The new MFF prioritises competitiveness, industrial policy and defence. These priorities are understandable in a volatile geopolitical context, but they risk coming at the expense of development cooperation, Official Development Assistance (ODA), and gender-focused programmes — particularly those supporting Africa.
This is not abstract. Cohesion and Common Agricultural Policy budgets are shrinking, while development funding is increasingly consolidated into broader external action instruments. Member states have warned that any real increase is marginal and that adjustment costs will fall on the most vulnerable, within and beyond Europe.
Strategic partnerships: promise and pitfall
The Global Gateway Initiative, launched to mobilise up to €300 billion by 2027, with half for Africa, was presented as a new partnership model. Yet it has generated concern among civil society and parliamentarians.
Its focus on “bankable” projects and private sector-led delivery risks sidelining the actors best placed to deliver inclusive development: local communities, women’s organisations and grassroots NGOs. Civil society engagement remains inconsistent, funding flows lack transparency, and safeguards to ensure gender equality as a core objective are weak.
Strategic partnerships may therefore displace direct support for proven grassroots models, undermining the local capacity and social trust Europe claims to champion.
A global aid crisis
This policy drift comes at a dangerous moment. In 2025, global aid fell by a record margin following a 9% decline in 2024. France cut ODA by 11%, Germany by 17%, the UK reduced bilateral aid to Africa by 12%, and the United States slashed overseas aid contracts by more than 90%.

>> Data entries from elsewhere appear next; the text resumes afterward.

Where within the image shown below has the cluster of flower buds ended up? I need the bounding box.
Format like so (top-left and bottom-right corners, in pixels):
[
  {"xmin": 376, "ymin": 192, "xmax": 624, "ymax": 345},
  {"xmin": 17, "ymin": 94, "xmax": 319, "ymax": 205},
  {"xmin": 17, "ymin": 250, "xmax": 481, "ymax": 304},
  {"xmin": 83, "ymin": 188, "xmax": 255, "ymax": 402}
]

The consequences are immediate. Programmes supporting girls’ education, health services and women’s economic empowerment across Africa are being scaled back or closed.

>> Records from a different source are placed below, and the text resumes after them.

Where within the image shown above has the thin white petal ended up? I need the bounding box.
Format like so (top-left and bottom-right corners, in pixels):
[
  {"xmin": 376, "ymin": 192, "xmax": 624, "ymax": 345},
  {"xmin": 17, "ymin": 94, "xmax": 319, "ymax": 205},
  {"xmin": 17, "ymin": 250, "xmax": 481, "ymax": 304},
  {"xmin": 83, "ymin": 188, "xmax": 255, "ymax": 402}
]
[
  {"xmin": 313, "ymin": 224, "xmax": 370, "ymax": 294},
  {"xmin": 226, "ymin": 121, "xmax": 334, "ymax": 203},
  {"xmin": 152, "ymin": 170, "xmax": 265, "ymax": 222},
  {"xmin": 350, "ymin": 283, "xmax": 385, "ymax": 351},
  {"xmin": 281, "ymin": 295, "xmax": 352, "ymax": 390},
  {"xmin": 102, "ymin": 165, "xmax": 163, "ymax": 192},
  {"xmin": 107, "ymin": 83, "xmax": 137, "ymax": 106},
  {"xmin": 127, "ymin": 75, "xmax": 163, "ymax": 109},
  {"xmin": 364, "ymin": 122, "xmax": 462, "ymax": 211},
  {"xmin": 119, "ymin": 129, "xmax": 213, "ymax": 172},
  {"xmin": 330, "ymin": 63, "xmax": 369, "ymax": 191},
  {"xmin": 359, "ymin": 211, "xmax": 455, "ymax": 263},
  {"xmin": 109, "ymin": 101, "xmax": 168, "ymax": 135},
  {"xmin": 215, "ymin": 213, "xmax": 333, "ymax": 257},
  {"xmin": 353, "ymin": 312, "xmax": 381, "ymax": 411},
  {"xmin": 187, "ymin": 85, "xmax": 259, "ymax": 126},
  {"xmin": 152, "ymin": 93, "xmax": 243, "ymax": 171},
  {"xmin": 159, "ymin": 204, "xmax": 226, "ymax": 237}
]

The EU, long a champion of gender equality and development, cannot afford to follow this path. Grassroots gains are under threat. Since 2013, the Global Give Back Circle’s HER Lab programme alone has transitioned more than 800 rural young women in Kenya, into employment, entrepreneurship or further education. These are not isolated successes, but foundations of resilient societies and credible European engagement.
This is not an isolated case. The Women Action Foundation (WAF) has enabled women’s economic participation by addressing a critical but often overlooked barrier in Kenya: childcare. By establishing community-run childcare hubs alongside skills training and livelihood support, WAF has enabled women in low-income communities to enter work, launch micro-enterprises and sustain economic independence — demonstrating again that locally designed solutions can deliver high impact with modest resources.
Responsibility and opportunity
Europe’s global credibility rests on aligning values with action. As negotiations on the post-2027 MFF intensify, the EU must decide whether to uphold its commitment to development cooperation and gender equality or allow them to be diluted within broader strategic priorities.
HER Lab shows what works. Graduates are launching businesses, saving collectively, and mentoring others, with 74 per cent moving into employment, entrepreneurship or further education and unemployment falling sharply after programme completion. These are not abstract gains, but measurable outcomes.
The Global Gateway can still play a vital role if it moves beyond large scale infrastructure and meaningfully integrates grassroots, locally led and gender-focused partnerships. To remain credible, the EU must ring-fence funding for development cooperation and gender equality, make civil society co-designers of programmes, and insist on transparent impact reporting.
Beyond its own budget, it should also use its diplomatic influence to help reverse the global aid decline and mobilise private and impact investment behind women’s empowerment.
A beacon worth protecting
The graduation ceremony in West Pokot shows what is possible when civil society and local partners work directly with communities. Locally led, women-centred programmes deliver lasting impact, often with modest resources but deep social trust.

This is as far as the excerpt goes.